Thermal cycling was performed in a 9700 PCR System (Life Technologies Japan, Tokyo) with the following cycling conditions: initial denaturation at 96 °C for 2 min, followed by 25 cycles of denaturation at 96 °C for 30 sec, annealing at 55 °C for 45 sec, and extension at 72 °C for 1 min; and final extension at 72 °C. PCR amplicons were purified using AMPure XP magnetic purification beads (Beckman Coulter, Brea, CA, USA) and quantified using the Quant-iT PicoGreen dsDNA Assay Kit (Life Technologies Japan). An equal amount of each PCR amplicon was mixed and subjected to sequencing with the 454 GS FLX Titanium platform (Roche Applied Science, Indianapolis, IN) according to the manufacturer’s instructions.

Data processing of 16S rRNA sequences

We used an analysis pipeline for the processing of the 454 pyrosequencing data of the 16S rRNA gene V1–V2 region, as reported38. Briefly, after multiplexed sequencing of the 16S amplicons, sequences were assigned to samples on the basis of their barcode sequences. Reads with an average quality value <25, inexact matches to both universal primers, and possible chimeric reads, totally accounting for 43–44% of all reads, were removed (Supplementary Table S1). Among the high-quality reads, 3,000 reads per sample were randomly chosen and used for the analysis conducted in this study.

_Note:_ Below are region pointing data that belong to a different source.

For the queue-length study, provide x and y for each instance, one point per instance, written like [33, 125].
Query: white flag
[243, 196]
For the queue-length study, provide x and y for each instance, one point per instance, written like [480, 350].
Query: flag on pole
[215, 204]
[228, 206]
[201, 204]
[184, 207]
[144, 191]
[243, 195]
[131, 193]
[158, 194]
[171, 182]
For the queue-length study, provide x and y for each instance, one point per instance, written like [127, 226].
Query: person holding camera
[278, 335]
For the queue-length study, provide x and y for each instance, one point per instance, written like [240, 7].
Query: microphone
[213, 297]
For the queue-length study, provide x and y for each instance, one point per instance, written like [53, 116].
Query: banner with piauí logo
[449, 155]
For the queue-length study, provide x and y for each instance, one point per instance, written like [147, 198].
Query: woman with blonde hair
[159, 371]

We then sorted the selected reads with the average quality value and grouped them into OTUs by clustering using the UCLUST algorithm with a 96% identity threshold26. Taxonomic assignments for each OTU were made by similarity searching against the publicly available 16S (RDP and CORE) and NCBI genome databases using the GLSEARCH program. For assignment at the phylum, family, genus, and species levels, the sequence similarity thresholds of 70%, 90%, 94% and 96% were respectively applied. All of the high-quality 16S V1–V2 sequences analyzed in this study were deposited into the DDBJ/GenBank/EMBL database (accession no. DRA005698).

Data analysis

Comparisons of the categorical variables were done using the Chi-squared test, Fisher’s exact test, Mann-Whitney U-test, and Kruskal-Wallis test where appropriate. The UniFrac distance was used for the assessment of the dissimilarity (distance) between any pair of samples50. We performed a principal coordinate analysis (PCoA) to visualize the similarities or dissimilarities in the microbiome structure in the UniFrac analysis. We conducted a PERMANOVA to compare the overall microbiome structure, and the p-values were adjusted for multiple testing by the Benjamin-Hochberg procedure. We used the observed and Chao 1-estimated OTU numbers and Shannon’s index to evaluate the richness and diversity of the overall microbial community. The similarity of the relative abundance at the phylum, family, genus, and species levels was assessed using the Kruskal-Wallis test followed by the Steel-Dwass test for multiple comparisons.

Random forest (RF) models were generated using the AUC-RF41 package. All receiver operating characteristic (ROC) curves presented for RF models were based on the out-of-bag (OOB) error rates. The area under the curve (AUC) of these ROC curves was used to find the most discriminatory variables (genera or species). The first RF was build, using all the variables, which provides the initial ranking of the variables according to its importance according to the mean decrease Gini. In the subsequent steps, 5% of the less important variables according to the initial ranking were eliminated. The RF was built with the remaining variables, and the AUC based on OOB predictions (OOB-AUC) of the RF was computed in each model. The best model was selected with the best OOB-AUC value. The best RF model was further confirmed by evaluating the mean AUC of a 10-fold cross-validation repeated 20 times using the AUC-RF41 package. All of these analyses were performed using the R software program (v3.3.1). All methods were carried out in accordance with relevant guidelines and regulations.